The easiest and most shiny finish ever used is CA glue on my pens. Unlike many pen turners do not feel a CA finish is the most durable finish. Shiny, sheen, or luster has nothing to do with durability of a wood finish. If like the look and feel of plastic over your wood CA is a great finish for small items like pens, bottle stoppers. I can obtain the same result with different film finishes just not as fast.

Normally lacquer and shellac give you a gloss finish without much effort. Number of coats to apply depends upon several factors that affect finishing with lacquer & shellac.
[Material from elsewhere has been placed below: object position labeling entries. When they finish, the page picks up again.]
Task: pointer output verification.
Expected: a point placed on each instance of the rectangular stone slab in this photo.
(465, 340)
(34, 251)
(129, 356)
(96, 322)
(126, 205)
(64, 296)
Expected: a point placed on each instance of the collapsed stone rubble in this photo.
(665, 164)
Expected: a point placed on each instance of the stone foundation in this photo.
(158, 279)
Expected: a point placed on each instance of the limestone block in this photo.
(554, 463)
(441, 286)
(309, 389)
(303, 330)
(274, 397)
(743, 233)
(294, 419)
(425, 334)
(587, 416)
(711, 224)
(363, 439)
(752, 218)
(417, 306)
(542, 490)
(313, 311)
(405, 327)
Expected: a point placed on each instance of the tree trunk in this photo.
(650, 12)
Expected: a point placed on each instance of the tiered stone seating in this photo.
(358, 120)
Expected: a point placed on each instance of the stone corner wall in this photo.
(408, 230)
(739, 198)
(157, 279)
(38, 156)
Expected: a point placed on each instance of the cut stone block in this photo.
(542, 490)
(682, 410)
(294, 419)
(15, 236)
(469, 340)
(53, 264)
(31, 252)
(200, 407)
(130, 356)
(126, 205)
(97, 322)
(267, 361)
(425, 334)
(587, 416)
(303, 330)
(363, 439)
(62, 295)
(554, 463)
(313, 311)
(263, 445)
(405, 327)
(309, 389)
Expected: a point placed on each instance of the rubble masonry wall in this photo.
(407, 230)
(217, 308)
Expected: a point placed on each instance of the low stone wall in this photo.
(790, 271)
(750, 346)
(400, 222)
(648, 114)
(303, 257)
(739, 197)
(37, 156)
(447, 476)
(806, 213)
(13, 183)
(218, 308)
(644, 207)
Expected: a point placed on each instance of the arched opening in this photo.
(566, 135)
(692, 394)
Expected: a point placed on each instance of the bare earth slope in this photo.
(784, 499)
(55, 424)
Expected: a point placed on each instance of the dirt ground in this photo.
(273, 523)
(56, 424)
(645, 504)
What type of hardwood or softwood trying to finish. Is the wood closed or open grain? Temperature and relative humidity, direct sunlight can also affect these finishes.

Even thou each coat of these finishes dissolve into the previous coat will still get a build finish build up. Whether to sand between coats is a judgment thing have done it both ways.

Yes, sometimes takes me longer to get that gloss finish though. Most of my problems stem from poor eyesight (old age) and shop fluorescent bulbs lighting. Next comes from not keeping a wet brush, or apply too thick a coat. Better to sand away any mistakes before applying next coat.

To rub out or not another judgment call. If have a level finish surface and happy with finish as is don't bother. To get a better depth of sheen, I rub out lacquer finish with drop of soap in water & micromesh. Still using pumice & mineral oil paste, rag or felt eraser to rub out shellac.

I have used brown paper bags on friction finishes, but not film finishing.


----------



## WoodyG (Sep 17, 2009)

Well, has anyone tried the "Beall Buffing System" sold at WoodCraft and e-Strata? I have seen it being used
and it turned out great. I'm about ready to buy it but it is nearly $200 for the whole shebang.


----------



## rhford (Aug 28, 2013)

I have a Beall system and like it quite a bit. My only criticism is that the spacing between the wheels is a bit close when you are buffing out a large bowl. I generally buff the outsides on the wheels, then switch to the smaller "bowl buffs" (smaller buffing pads that mount into the MT on your headstock) to reach into the inside of the bowl.

Ron


----------